# Bacara Resort, Santa Barbara CA



## Martinis at 8 (Apr 14, 2006)

Anyone been to this resort? Possible business/pleasure weekend coming up in December which will be in the area.

M8


----------



## Martinis at 8 (Apr 14, 2006)

Hmmm. Research indicates that the Four Seaons in Santa Barbara is a better deal. We will book there.

M8


----------



## Full Canvas (Feb 16, 2006)

Martinis at 8 said:


> Hmmm. Research indicates that the Four Seaons in Santa Barbara is a better deal. We will book there.
> 
> M8


Bacara is well more than six miles from Santa Barbara proper. It's located north of the university and the Goleta airport *adjacent to the railroad tracks*. If you want relative isolation, you'll find it there. 

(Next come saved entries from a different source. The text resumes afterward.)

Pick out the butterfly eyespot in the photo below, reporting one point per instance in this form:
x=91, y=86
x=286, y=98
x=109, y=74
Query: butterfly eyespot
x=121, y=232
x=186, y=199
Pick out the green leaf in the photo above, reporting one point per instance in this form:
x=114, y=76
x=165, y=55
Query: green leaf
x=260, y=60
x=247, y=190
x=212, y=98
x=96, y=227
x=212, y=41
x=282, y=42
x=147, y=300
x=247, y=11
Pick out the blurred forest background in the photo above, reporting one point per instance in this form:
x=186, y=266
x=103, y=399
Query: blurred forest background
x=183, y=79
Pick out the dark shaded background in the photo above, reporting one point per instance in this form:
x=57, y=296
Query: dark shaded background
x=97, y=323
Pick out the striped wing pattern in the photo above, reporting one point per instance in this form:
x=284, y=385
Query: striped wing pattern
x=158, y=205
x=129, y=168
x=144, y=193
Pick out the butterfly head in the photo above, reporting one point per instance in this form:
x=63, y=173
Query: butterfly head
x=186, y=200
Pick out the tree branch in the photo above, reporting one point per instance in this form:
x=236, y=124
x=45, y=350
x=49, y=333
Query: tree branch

Your selection of the old Biltmore is probably wiser. You won't feel marooned as you might at Bacara. Since Four Seasons took over the administration of the Biltmore, the service and facility maintenance are only better than ever.

If you want something with smaller scale up on the hillside in a more intimate setting, _*El Encanto*_ is quite charming. We prefer to stay in one of the private villas rather than the main buildings. _*El Encanto*_ is located above the old mission. It's only a three minute drive from the town. 

___________________________________


----------



## Martinis at 8 (Apr 14, 2006)

FC,

What a great tip! Thanks. I will research it some more.

Cheers,

M8


----------